Dressmakers often use a calico toile, or mock-up, as a way of checking the fit of a garment. An added bonus is it is a good way of practicing any tricky parts of the construction or identifying any problem areas because you’ve shredded your £20 a metre silk you’ve been cherishing for several years, awaiting the perfect project.
Toiles are nice and a good idea, but without a positive external influence (i.e. a teacher) it can be hard to motivate myself to do them. I find it can be intimidating working with beautiful fabrics as I want the sewing and construction to do them justice, when really what I need is more practice until I can sew straight seams in my sleep.
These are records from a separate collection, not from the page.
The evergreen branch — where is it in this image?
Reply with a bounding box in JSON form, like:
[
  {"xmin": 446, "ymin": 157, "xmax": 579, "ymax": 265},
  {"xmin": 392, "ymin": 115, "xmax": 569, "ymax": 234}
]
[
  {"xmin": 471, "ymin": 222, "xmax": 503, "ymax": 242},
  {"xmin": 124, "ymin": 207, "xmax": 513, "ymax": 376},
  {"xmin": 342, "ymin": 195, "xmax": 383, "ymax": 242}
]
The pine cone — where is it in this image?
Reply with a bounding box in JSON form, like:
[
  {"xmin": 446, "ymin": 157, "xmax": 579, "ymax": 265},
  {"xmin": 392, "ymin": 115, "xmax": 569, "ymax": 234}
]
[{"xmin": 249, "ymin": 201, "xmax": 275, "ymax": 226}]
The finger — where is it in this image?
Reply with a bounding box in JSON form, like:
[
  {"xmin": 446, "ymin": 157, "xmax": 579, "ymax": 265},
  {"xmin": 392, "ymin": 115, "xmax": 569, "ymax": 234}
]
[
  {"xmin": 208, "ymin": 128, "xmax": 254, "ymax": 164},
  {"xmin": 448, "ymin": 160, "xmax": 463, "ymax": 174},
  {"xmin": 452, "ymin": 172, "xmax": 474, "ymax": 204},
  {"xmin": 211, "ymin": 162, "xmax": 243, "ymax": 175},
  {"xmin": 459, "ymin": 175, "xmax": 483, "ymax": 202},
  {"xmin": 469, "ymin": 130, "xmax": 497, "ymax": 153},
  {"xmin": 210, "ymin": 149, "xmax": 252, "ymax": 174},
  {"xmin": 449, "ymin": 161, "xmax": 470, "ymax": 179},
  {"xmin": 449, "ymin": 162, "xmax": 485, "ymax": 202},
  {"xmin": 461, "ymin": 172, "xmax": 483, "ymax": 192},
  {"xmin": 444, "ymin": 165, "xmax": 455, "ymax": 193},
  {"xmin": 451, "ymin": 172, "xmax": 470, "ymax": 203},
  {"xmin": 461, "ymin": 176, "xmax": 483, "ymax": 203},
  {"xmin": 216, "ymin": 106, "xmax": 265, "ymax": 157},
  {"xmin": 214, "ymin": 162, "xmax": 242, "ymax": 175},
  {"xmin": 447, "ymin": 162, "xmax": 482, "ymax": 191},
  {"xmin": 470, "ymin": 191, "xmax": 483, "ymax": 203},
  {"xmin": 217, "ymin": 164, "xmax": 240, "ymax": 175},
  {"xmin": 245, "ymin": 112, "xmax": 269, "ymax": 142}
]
I’d seen some patterns for fabric baskets on Pinterest that I’d wanted to have a go at and thankfully found two wonderful tutorials that looked like it should be possible to follow. The first has a slightly weird inside seam, whereas the second has a rather elegant modification to use French seams for the inside, which I promise were not at all the most traumatic part of this project.
Now I had been thinking I should have a go at these in calico as I had no idea what interfacing was likely to work, how the dimensions were going to work out… but I decided at some point that I had enough material in the stash that, if I was going to invest the time to try and make it, I should probably just get on with it in some nice fabrics anyway as it seemed I was over the intimidation activation barrier for the project at this point.
I did pick a batik that I wasn’t incredibly attached too, though promptly changed my mind about part way through because it ended up looking awesome in the end. It’s good old boring Moda Spraytime as the lining fabric because I have no coordinating fabrics that aren’t batiks themselves and that would have potentially resulted in something a bit garish for even my tastes.
The beginning of the project all went very smoothly, even trying some free motion quilting with metallic thread. While relations between my Bernina and I have improved since I’ve realised it’s dietary requirements seem to consist of fresh needles every few hours, I was a bit hesitant to use the Gutterman metallic as it has a springy life of its own and isn’t as tame as the polycotton.
However, the only obstacle I had was my Prym Aquacolour white marker being dry and useless so I just ended up sewing it all on the fly. If you find free motion quilting horrible when you’re practicing on single cotton layers, try it on something that resembles a quilt with layers of cotton and interfacing. It’s so much easier to get something that doesn’t pucker (I guess I’d need a hoop for stretching out thin fabrics to do this?) and flows around the sewing machine.
My ‘design’ was far from artistic genius but it felt like fun doodling, which is what I was after. I really like free motion quilting and need to find some small projects that I can try some more deliberate designs on… I am sensing some more fabric boxes in my future, especially as this one was officially a prototype!
The actual box construction did go a little awry from this point. I managed to sew the correct corners together for the first side, and then for whatever genius reason I had at the time, decided that I was going to sample through trial and error every other possible incorrect combinations of seams I could think of… Admittedly I didn’t find the tutorial that clear for this step but let’s just say I had some excellent practice with the seam ripper.
After my moment of madness, sorting out the inner seams and rest of the box was relatively straightforward, although I maybe regret my choice of black thread as it’s very visible on the seams in the front. I ended up hand sewing on the little motifs, as I didn’t really have any buttons that looked suitable, but I think I prefer these! Does anyone know what they are called? They’re very cute and I could probably make them but they used to be so cheap at my local craft store that I never felt it was worth the effort to try!
There’s a few bits that could have been tidied up on the box and the flaps are not entirely symmetric but overall, it’s a very functional box. I went with H640 interfacing so the box stands up okay but is great for a game of ‘whack the box’ because if you squash it down it springs back up again. That gave me at least five minutes of amusement. I like the thickness but something a bit stiffer would help if you want to put items of any substantial weight in it.
This is a nice, relatively painless sewing project for the beginner and I’m looking forward to what improvements I can make in the next version!